“呵呵,初生牛犊不怕虎。”他嘲讽了一句,掩饰自己的心虚。
他的眼尾颤了又颤,手里的核桃攥得嘎嘎作响。
这种心虚让他更加恼火,
恨不能把面前这小子暴揍一顿。
可惜不能!
他已经不能再像当年在学校里那样肆无忌惮。
面前的人,也不是普通的乡巴佬。
“有点失态了。”陈越摊了摊手,面上还留着几分笑意。
这世上永远都是这样,
横的怕狠的,狠的怕不要命的。
对面这位文少就是个横的,
被呵护着长大,横行惯了。
胸中没几滴墨水,却总喜欢来点自以为有谋略的招数。
横惯了的人,最清楚狠是什么样。
敢狠,就是对付这种人的最佳手段。
因为这种人不敢丢了富贵命!
陈越缓缓站起身,这个姿态引起了几人注意。
都紧张起来。
以为这位过于年轻的陈总会要打人。
但陈越只是缓缓踱步,淳厚有力的声线穿进几人耳膜,
“既然说到了这个份上,那就打开天窗说亮话。
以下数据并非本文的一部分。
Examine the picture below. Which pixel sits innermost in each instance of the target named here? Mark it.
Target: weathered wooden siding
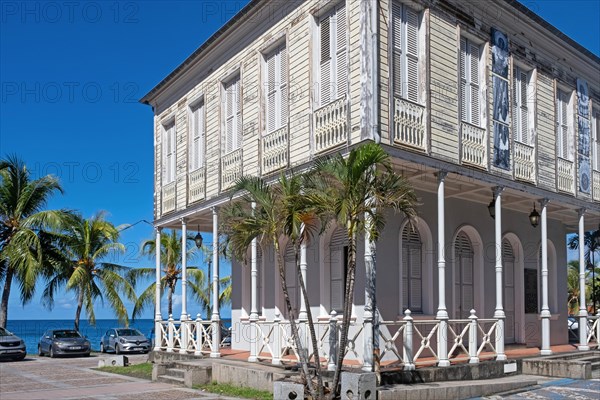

”
他走到玻璃墙前,抬手轻轻摸了摸,
嘴角勾起一个通透的弧度,
然后转过身,扫视桌旁几人,连三十多岁的庞家桥都没放过。
后者悄然偏转一点视线,避其锋芒。
陈越身影高大,又背着光,让面部藏进了阴影中,
只有那双泛着冷亮色的眼睛,
清晰到令人心悸。
他反手敲了敲玻璃,
“可以把这玩意关了吗?三个狐臭怪扭来扭去,有什么好看的!
小文先生,你能不能有点品味?”
文少沉默了片刻,朝短发女人示意,
然后转对陈越找补了一句场面话,
“我倒要看看你能说出个什么一二三来。”
短发女人闷闷不快地起身出了门。